The UK’s Permanent Representative to the United Nations, Karen Pierce, who will become President of the Security Council on Wednesday said “It’s something the Council needs to discuss. I think the developments are very positive. They’re very welcome, and at some point, that will need to be reflected in the coming months on sanctions. But the Council hasn’t had a full discussion of that yet, so it’s something we need to talk about.”
That sentiment was not shared by all members on the council.
Dutch deputy permanent representative to the United Nations Lise Gregoire-van Haaren said Monday that “all the criteria” should be examined when the international community conducts a review the sanctions against Eritrea.
“We have to look very closely at all the criteria in place for the sanctions regime on the basis of which we can decide whether to change them or not.”
Coincidentally, Ethiopia announced to the U.N. Security Council on Monday that to would work towards normalizing relations between Djibouti and Eritrea, both of which share a border with Ethiopia.
Takeda Alemu, Ethiopia’s envoy to the United Nations told the Security Council on Monday that his country would like to bring the leaders of two countries to the negotiating table.
“The Djibouti Foreign Minister was in Addis Ababa last week to deliver the message of President Guelleh to my Prime Minister and he was able to conduct very productive and useful discussions, both with our Prime Minister and his counterpart, our Foreign Minister,” Alemu said.
He added that “Ethiopia has expressed its readiness to do whatever is necessary to contribute to the normalization of relations between Eritrea and Djibouti and it is our firm commitment this is critical for peace and security in our region”.
Alemu credited Eritrea and Ethiopia’s dramatic rapprochement in recent weeks as the catalyst for the change in political dynamics in the region.
“It is downright impossible to deny that the politics of the Horn of Africa is in the process rapid change and with salutary implications. All this is the result of the rapprochement between Ethiopia and Eritrea which would have been thought to be inconceivable only a few months ago.”

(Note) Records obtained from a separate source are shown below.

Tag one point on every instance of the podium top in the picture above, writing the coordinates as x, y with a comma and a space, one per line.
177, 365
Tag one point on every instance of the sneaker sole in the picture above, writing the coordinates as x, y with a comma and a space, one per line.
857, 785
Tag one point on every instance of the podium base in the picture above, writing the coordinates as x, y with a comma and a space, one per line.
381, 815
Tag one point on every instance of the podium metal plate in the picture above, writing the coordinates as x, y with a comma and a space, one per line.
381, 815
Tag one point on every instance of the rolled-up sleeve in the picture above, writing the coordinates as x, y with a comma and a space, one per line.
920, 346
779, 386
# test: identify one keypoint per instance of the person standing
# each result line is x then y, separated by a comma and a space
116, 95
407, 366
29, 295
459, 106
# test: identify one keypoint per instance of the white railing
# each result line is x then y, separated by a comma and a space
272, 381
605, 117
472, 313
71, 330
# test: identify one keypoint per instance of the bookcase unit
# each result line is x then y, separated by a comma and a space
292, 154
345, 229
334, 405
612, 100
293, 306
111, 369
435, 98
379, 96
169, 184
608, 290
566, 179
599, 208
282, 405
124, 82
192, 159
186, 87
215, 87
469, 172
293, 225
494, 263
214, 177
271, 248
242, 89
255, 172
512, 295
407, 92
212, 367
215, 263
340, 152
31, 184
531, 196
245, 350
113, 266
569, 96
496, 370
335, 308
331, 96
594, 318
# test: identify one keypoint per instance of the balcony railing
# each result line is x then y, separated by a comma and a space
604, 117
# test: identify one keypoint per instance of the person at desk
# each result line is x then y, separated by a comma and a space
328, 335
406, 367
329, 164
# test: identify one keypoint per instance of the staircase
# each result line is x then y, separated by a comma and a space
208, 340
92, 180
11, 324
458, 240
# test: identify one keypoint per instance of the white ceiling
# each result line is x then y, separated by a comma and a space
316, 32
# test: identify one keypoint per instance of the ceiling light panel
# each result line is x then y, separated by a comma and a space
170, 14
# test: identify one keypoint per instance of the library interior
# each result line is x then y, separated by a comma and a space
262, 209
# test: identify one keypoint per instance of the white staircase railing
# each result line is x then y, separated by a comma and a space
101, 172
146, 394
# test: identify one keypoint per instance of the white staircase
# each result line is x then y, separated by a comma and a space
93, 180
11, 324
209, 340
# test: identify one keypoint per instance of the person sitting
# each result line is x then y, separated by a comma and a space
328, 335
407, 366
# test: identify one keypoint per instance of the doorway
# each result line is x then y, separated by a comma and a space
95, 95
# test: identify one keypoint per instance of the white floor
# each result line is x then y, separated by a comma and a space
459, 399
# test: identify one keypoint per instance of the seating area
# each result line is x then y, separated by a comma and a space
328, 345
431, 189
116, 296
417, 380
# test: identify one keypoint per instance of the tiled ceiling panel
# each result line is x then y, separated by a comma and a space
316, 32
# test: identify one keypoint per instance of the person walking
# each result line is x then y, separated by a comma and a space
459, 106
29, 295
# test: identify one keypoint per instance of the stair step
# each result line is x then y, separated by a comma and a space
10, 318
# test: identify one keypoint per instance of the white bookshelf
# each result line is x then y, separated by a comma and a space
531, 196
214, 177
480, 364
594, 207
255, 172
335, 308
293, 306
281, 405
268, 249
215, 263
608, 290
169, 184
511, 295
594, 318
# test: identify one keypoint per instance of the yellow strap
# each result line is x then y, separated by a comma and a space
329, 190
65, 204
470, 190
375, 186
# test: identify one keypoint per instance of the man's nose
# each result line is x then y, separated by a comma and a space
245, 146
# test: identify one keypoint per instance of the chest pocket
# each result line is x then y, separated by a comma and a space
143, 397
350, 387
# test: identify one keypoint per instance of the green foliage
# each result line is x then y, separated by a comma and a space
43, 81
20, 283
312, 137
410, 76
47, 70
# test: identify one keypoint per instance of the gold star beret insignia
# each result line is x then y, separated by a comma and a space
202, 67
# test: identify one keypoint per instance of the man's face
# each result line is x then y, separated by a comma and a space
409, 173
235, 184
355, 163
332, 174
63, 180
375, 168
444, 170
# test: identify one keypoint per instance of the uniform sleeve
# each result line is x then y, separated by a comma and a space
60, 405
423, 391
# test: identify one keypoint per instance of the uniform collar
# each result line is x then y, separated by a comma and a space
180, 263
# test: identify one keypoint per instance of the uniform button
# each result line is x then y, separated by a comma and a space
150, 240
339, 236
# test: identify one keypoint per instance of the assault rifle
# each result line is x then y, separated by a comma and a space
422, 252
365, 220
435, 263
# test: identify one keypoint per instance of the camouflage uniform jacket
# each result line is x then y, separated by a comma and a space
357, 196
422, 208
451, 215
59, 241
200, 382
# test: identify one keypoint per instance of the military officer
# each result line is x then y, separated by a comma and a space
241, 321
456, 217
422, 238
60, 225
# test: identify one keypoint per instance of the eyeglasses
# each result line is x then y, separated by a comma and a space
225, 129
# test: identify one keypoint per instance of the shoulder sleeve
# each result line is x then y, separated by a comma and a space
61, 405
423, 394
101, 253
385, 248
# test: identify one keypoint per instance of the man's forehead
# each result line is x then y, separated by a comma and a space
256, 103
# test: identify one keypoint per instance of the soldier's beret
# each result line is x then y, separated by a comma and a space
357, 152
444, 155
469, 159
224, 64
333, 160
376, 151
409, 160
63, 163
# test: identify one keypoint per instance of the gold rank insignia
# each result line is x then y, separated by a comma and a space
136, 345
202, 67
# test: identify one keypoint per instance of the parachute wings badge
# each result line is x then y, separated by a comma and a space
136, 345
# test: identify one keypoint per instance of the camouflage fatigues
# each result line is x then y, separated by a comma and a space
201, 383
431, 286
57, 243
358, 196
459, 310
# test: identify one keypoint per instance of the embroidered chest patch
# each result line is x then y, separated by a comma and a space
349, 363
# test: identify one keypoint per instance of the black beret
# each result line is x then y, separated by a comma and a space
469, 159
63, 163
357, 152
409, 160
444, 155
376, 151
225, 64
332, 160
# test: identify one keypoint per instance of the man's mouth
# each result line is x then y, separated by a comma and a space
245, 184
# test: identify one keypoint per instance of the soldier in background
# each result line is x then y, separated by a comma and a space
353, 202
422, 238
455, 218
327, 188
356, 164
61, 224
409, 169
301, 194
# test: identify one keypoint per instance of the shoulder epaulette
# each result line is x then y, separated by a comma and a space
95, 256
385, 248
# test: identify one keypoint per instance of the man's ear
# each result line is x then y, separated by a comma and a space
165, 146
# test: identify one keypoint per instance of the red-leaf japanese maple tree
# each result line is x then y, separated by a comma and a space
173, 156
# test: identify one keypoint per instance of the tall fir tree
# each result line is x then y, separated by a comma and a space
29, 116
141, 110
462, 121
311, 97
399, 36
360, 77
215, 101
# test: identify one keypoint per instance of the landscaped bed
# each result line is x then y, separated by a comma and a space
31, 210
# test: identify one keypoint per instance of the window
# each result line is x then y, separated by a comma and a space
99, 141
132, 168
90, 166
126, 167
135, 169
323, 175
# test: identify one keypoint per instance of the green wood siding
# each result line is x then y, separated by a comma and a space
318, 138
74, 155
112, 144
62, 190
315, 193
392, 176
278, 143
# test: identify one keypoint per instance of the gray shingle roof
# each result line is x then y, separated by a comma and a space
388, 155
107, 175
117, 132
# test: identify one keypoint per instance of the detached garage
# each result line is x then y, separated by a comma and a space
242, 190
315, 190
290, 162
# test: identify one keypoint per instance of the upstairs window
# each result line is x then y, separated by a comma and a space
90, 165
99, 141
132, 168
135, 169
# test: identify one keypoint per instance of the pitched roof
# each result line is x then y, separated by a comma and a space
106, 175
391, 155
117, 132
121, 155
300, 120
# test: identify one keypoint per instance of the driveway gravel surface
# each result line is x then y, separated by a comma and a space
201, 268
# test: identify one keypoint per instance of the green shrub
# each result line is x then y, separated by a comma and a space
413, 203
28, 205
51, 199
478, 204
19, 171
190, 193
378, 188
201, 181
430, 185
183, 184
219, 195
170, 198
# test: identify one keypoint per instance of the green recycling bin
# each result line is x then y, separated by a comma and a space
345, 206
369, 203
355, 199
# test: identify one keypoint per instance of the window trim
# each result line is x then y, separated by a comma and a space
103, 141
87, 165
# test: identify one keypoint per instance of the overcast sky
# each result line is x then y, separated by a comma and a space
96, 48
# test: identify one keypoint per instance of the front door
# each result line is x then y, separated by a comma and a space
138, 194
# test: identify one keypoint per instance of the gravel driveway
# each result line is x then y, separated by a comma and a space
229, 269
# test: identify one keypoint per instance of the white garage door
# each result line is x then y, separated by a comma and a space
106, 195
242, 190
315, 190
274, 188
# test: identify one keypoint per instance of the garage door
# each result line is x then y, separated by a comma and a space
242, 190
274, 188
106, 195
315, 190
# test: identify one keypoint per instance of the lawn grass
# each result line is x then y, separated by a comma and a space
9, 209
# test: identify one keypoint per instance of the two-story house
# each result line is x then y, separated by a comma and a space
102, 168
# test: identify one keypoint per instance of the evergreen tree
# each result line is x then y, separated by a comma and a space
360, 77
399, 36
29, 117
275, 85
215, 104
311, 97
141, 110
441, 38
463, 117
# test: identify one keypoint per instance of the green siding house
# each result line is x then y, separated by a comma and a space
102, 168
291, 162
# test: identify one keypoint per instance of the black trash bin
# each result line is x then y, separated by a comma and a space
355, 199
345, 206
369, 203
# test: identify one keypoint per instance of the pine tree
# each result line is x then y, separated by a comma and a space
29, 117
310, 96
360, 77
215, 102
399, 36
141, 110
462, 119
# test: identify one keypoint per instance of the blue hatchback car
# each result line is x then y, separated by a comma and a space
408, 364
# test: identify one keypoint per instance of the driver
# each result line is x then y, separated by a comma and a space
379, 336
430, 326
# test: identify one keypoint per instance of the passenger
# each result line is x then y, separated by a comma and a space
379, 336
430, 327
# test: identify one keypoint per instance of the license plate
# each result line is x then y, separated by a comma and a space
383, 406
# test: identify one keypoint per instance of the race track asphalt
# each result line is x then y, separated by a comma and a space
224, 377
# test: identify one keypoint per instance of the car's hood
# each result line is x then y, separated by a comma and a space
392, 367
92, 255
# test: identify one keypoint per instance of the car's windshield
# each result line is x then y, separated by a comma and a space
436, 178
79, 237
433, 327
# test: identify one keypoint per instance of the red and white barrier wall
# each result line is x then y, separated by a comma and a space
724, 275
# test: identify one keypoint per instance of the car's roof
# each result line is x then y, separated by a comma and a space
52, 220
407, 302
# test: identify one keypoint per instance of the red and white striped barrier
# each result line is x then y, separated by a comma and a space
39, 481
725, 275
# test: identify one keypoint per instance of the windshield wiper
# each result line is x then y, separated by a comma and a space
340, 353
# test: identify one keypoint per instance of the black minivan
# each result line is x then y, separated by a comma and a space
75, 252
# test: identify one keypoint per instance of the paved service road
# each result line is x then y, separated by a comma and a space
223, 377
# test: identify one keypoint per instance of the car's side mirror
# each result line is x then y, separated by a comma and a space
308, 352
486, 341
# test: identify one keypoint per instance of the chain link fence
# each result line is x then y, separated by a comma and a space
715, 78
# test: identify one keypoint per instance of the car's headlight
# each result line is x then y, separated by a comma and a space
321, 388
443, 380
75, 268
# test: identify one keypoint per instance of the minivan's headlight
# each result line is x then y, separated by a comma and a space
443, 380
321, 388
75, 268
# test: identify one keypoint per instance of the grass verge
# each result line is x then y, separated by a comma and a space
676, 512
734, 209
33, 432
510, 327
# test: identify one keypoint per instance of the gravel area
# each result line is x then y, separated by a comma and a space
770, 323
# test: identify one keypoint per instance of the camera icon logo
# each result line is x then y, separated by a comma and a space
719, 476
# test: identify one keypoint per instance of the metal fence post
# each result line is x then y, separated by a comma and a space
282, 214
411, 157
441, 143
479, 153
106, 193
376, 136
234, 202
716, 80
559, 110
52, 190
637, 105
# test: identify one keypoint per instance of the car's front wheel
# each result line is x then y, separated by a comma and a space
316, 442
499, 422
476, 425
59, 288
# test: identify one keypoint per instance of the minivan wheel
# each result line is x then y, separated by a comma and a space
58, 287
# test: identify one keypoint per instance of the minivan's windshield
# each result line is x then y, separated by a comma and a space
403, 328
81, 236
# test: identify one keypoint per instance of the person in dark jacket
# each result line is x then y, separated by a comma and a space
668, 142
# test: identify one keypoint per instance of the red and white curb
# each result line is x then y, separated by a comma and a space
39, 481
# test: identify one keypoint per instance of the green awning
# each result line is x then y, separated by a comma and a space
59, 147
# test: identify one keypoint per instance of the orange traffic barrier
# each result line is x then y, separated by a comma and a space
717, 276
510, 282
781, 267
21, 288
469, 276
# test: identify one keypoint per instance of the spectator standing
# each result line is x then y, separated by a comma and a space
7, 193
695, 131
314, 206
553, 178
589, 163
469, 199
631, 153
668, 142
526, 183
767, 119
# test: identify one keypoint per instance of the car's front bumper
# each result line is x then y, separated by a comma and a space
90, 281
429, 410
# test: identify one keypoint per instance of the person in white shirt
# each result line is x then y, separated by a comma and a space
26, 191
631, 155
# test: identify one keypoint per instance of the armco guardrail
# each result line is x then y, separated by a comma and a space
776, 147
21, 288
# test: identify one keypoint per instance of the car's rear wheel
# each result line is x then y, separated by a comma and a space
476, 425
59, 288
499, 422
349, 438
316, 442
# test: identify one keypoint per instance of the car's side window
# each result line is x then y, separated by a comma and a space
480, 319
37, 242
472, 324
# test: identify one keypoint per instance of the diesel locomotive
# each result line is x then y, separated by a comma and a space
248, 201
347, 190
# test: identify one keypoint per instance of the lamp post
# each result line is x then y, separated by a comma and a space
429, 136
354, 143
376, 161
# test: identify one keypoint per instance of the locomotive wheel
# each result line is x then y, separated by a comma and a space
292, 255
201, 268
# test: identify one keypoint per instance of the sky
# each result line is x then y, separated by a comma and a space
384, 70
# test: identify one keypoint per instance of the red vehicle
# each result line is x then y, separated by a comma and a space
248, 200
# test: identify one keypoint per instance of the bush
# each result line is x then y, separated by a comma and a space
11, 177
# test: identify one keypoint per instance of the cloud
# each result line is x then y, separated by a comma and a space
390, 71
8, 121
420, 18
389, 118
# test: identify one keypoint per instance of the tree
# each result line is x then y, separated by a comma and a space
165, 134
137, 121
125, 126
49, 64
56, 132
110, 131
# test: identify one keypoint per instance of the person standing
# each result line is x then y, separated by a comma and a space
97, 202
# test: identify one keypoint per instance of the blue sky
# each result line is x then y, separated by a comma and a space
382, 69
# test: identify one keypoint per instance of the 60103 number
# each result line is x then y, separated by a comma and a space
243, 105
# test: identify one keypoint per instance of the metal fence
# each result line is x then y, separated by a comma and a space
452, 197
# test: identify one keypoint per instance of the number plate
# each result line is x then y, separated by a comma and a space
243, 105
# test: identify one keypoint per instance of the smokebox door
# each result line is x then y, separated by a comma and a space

In addition to President Ismail Omar Guelleh, there are reports that Kenyan President Uhuru Kenyatta is also planning travel to Asmara as IGAD members seek to normalize relations with Africa’s hermit kingdom. Eritrea walked out of the eight-country trade bloc in 2007 in protest of Ethiopia’s invasion into Somalia to fight Al-Shabaab and an IGAD report accusing Eritrea of supporting the militant extremists.
The tiny nation of Djibouti has emerged as the de-facto winner in the two-decade-long standoff between Ethiopia and Ethiopia, benefitting economically and through forming strategic security partnerships. However, as the winds of change blow in the Horn of Africa, many will be watching closely to see if this political tectonic shift will resolve the decades-long conflict between these East African neighbours.